Reading Suggestions:
Twelfth Night by William Shakespeare
Goodnight Desdemona, Good Morning Juliet by Anne Marie MacDonald
Cheaper by the Dozen by Ernestine and Frank Gilbreth
Listening Awareness Month
In honor of listening awareness month, perhaps we should all go see a play. If we want, we can read the script either beforehand or afterward. If that simply isn’t an option, then perhaps indulging in an audiobook might be the way to celebrate.
Some of the most delightful audiobooks experiences I’ve had have been when authors who are also actors read their own stories. I was blown away by The Way the Crow Flies read by actress Anne Marie MacDonald.
Reading suggestions:
Sick Puppy by Carl Hiaasen
Closer by Patrick Marber
As the Crow Flies by Anne Marie MacDonald
Women's History Month
I don’t know how people pick a particular month to be the month that honors one thing or another. Perhaps March was chosen for women’s history because it is the month in which was born Jackie Joyner-Kersee, Janet Guthrie, Ruth Bader Ginsburg, Bonnie Blair, Fannie Farmer, Matilda Joslyn Gage, Dortohy Height, Gloria Steinem, Sandra Day O’Connor, Sarah Vaughn, and Muriel Wright.
Perhaps it was because during this month in 1852, Harriet Beecher Stowe published Uncle Tom’s Cabin, the first American book to sell more than one million copies.
Perhaps it is because this month saw the organization of the National Council on Women of the U.S. (organized by Susan B. Anthony, Clara Barton, Lucy Stone, Julia Ward Howe, and Elizabeth Cady Stanton), Camp Fire Girls, and Girl Scouts.
Perhaps it was because during this month Virginia Woolf started Hogarth Press with her husband and women began Navy pilot training for the first time.
Whatever the reason, there is almost an endless reading list of books covering women’s history, certainly more than could be read in a single lifetime.

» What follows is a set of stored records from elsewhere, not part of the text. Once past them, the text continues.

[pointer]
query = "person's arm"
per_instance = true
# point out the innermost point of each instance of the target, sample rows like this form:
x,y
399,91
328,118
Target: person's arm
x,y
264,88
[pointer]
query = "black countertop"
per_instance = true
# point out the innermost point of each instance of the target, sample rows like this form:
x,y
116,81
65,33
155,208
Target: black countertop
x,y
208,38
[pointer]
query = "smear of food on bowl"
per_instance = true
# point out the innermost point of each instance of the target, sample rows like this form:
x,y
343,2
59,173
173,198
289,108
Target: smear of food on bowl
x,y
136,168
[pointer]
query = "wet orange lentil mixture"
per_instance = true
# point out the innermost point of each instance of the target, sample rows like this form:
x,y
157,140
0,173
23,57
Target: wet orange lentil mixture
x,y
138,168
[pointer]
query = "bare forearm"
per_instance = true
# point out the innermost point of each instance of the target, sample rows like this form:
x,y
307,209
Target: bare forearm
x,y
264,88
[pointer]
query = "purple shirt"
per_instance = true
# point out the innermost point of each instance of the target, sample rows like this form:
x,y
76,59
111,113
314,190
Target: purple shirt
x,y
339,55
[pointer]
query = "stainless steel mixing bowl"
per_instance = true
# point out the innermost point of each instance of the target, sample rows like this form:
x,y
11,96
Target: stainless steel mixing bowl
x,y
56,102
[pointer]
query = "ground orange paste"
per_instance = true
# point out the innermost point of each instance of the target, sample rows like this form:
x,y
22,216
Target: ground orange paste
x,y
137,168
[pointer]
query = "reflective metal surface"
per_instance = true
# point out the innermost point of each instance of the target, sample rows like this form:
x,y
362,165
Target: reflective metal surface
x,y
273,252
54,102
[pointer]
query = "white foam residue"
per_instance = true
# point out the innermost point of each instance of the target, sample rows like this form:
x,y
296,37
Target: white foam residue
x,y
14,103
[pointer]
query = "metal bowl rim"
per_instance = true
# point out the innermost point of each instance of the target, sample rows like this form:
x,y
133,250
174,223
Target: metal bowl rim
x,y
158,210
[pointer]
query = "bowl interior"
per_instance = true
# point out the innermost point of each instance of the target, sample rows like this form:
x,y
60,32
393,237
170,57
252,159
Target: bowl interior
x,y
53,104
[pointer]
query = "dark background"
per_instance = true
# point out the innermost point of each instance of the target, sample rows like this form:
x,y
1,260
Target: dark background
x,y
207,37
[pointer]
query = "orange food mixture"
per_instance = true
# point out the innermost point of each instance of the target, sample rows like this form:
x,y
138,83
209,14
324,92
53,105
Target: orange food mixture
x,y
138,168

But it’s worth picking up at least one this month and learning a tad more about women throughout history.
Reading suggestions:
I Know Why the Caged Bird Sings by Maya Angelou
What Paul Really Said About Women by John Temple Bristow
The Red Tent by Anita Diamant
National Craft Month
You’d think March would be my favorite month as it pays tribute to two of my passions: reading and crafting. I've had the good fortune over the past few years to attend a number of arts and craft shows as a vendor and am pleased to report that handiwork is alive and well in this country and a thriving art form.

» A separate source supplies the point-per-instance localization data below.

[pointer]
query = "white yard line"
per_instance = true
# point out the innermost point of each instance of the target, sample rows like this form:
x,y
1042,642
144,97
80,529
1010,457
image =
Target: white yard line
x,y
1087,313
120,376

Now, I’ll grant you that I rarely wander outside of yarn and crochet art, but I have long drooled over the beading and jewelry work done by my friend and fellow publisher, Lynn, at BeadingHelpWeb.
Suggested reading:
Donna Kooler’s Encyclopedia of Crochet
Ashley’s Book of Knots by Clifford Ashley
Bead on a Wire by Sharilyn Miller
Creating Wire and Beaded Jewelry by Linda Jones
National Social Workers Month
All right, I confess I’m stymied here. The part of me that indulges in irony began thinking of Tennesee Williams’ Glass Menagerie and Edward Albee’s Who’s Afraid of Virginia Woolf. However, social workers really do deserve a much more respectful tip of the hat.
So, any suggestions out there?
We could go on. There are other sources that say this month is kidney month, earthquake month, colorectal cancer awareness month, national nutrition month, national athletic training month, MS awareness month, Red Cross month, fraud awareness month, mindfulness month, and brain injury awareness month.
But we’ll just let it go at this for now.